Gas Drilling Amendment Overruled

State Sen. Tony Avella attached a hostile amendment to the Senate budget bill that forced a vote on whether or not to include funding for the Department of Environmental Conservation (DEC) to conduct a seismic and health impact study on the hydraulic fracturing process in the state budget.

Avella, the ranking member of the Environmental Conservation Committee and author of the Senate bill (S.4220) calling for a ban on hydrofracking, introduced the amendment that would provide approximately $300,000 for DEC to commission these studies.

The purpose of the amendment, the senator stated, was to ensure that the people of the state of New York are fully informed about any and all potential public health or seismological impacts posed by the extraction of natural gas using horizontal drilling and high-volume hydraulic fracturing.

After receiving the hostile amendment, Avella noted, the Republican leadership in the State Senate ruled it out of order and not germane with the original bill. State Sen. Neil D. Breslin on behalf of the Democratic Senators appealed the ruling, something that Avella was permitted to debate.
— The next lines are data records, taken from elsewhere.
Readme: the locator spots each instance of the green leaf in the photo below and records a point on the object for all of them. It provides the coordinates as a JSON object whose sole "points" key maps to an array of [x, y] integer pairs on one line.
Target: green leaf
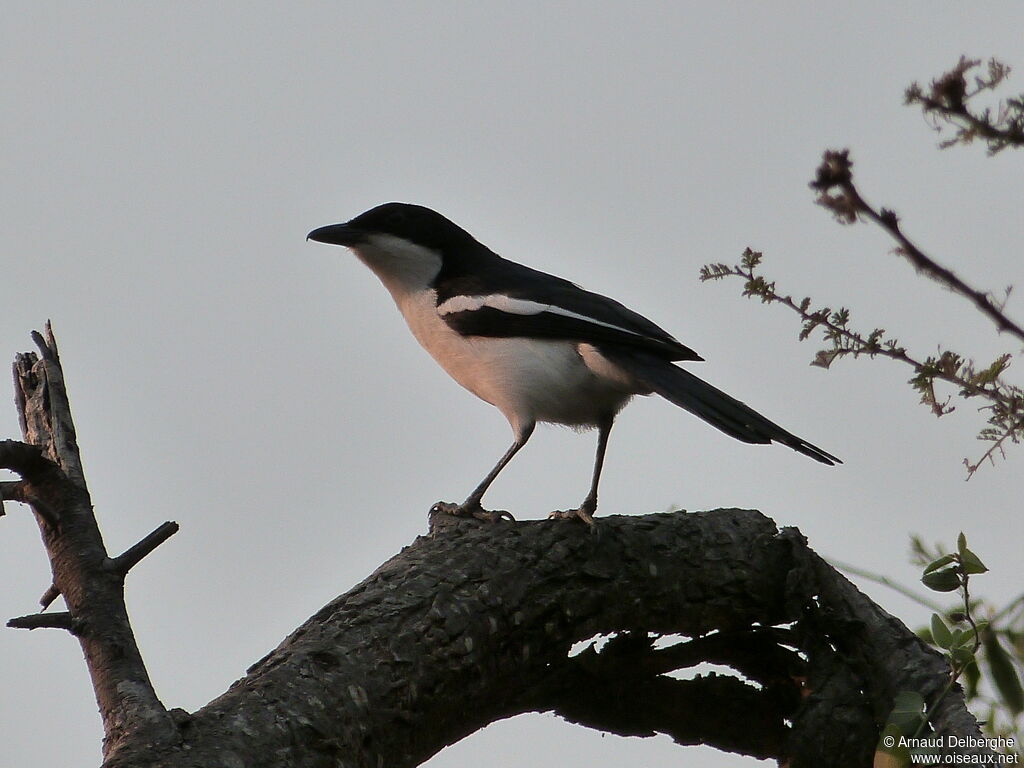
{"points": [[942, 581], [908, 712], [972, 675], [962, 656], [891, 757], [972, 563], [1008, 682], [936, 564], [940, 633]]}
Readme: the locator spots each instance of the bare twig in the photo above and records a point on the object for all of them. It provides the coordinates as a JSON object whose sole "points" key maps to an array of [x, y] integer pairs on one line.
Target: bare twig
{"points": [[54, 484], [56, 621], [948, 97], [836, 173], [130, 557]]}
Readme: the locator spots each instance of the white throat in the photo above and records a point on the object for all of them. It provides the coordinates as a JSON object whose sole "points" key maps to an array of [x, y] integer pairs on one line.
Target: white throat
{"points": [[402, 266]]}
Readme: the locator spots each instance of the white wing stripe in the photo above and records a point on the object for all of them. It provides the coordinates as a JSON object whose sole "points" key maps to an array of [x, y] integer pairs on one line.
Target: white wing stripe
{"points": [[517, 306]]}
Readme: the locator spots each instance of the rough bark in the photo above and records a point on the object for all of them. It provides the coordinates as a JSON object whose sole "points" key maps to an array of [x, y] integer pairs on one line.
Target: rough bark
{"points": [[475, 623]]}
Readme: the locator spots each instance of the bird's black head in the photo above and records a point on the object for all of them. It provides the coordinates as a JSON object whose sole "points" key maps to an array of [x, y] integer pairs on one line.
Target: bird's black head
{"points": [[411, 222]]}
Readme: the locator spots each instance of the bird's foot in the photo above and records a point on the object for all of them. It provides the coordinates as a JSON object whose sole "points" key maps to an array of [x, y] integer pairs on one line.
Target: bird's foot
{"points": [[471, 509], [582, 513]]}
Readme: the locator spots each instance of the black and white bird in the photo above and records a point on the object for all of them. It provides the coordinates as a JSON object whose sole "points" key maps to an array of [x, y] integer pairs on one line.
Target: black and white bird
{"points": [[537, 347]]}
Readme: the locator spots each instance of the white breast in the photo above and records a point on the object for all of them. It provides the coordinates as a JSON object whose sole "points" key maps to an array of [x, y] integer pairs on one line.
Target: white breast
{"points": [[527, 380]]}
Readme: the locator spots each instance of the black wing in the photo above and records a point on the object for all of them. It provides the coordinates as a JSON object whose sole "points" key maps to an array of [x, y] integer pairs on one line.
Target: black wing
{"points": [[518, 296]]}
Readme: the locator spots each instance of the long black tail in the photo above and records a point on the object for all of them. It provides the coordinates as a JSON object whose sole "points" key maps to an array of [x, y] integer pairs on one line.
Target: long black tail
{"points": [[710, 403]]}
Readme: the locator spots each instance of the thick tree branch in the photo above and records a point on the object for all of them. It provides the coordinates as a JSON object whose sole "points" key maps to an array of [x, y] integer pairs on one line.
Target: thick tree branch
{"points": [[476, 624]]}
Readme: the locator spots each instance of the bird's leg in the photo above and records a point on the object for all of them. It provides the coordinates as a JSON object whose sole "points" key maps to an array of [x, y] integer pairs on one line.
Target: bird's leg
{"points": [[472, 507], [586, 510]]}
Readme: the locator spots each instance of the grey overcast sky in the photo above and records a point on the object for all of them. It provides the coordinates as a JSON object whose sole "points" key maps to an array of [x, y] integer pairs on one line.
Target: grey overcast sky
{"points": [[163, 163]]}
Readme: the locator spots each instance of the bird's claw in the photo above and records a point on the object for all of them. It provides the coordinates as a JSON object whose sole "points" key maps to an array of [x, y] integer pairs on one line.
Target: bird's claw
{"points": [[567, 514], [472, 510]]}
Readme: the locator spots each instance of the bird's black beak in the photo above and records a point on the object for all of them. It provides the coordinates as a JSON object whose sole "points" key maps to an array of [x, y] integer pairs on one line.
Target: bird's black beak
{"points": [[337, 235]]}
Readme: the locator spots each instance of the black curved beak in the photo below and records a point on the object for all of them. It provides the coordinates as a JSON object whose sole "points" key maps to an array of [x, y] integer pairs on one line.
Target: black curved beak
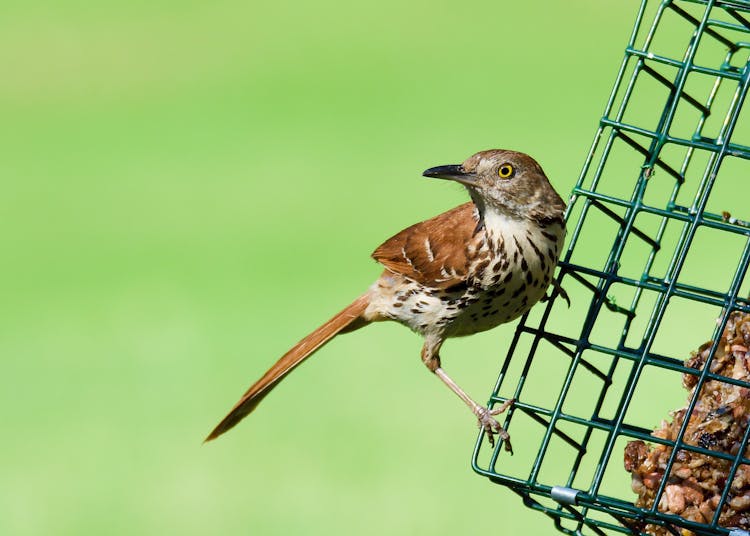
{"points": [[452, 173]]}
“My amendment to this budget bill, which would direct the Depart- ment of Environmental Conservation to commission studies to fully analyze both the potential seismic and public health impacts of hydraulic fracturing and appropriate $300,000 to fund these studies, is germane,” Avella said, pointing to the following reasons:

– Both the budget bill and the provisions of the amendment proposed changes to the Environmental Conservation Law with respect to the Department of Environmental Conservation’s responsibilities and operations.
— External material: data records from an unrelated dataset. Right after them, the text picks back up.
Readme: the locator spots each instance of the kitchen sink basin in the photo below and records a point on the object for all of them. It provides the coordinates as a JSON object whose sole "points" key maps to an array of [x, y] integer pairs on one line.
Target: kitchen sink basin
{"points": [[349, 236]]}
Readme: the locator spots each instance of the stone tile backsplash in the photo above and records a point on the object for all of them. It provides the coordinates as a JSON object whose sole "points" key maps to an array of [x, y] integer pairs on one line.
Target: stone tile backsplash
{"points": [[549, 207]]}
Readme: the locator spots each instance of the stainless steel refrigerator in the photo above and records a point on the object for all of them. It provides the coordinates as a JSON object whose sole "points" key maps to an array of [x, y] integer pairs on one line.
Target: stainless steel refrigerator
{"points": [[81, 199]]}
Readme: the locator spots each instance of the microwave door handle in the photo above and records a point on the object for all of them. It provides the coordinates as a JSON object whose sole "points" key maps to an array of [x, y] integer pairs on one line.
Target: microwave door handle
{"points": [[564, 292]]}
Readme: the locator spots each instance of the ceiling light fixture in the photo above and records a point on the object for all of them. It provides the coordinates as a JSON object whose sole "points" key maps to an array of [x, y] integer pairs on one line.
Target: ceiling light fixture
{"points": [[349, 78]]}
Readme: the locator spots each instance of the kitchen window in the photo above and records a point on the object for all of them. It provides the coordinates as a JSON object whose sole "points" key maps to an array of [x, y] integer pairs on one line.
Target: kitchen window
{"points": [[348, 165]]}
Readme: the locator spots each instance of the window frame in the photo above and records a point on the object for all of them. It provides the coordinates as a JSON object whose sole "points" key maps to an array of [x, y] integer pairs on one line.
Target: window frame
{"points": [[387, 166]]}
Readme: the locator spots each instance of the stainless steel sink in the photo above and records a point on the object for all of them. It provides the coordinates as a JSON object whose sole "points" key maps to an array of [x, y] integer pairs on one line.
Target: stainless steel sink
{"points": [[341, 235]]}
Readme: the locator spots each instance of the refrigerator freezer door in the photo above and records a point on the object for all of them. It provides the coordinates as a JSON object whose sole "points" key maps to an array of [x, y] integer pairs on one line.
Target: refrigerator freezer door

– The amendment’s addition neither expanded the object or subject of the underlying budget bill, nor would it have changed the purpose, scope or object of the original bill.

– When the Assembly introduced its budget bills earlier this month, their proposal would have authorized funding for a Health Impact Assessment in the same Article VII bill.

– If amended, the bill would still have required consideration by the same standing committee that reported the underlying bill.

“Regardless of which side of the aisle you sit on, whether you are for hydrofracking or not, to consider moving ahead with hydraulic fracturing in this state without doing a detailed study of the potential seismic and public health impacts is a disgrace,” Avella concluded in his argument on the Senate floor.

Shortly after the debate was closed, the majority voted to overrule the motion denying Avella’s appeal.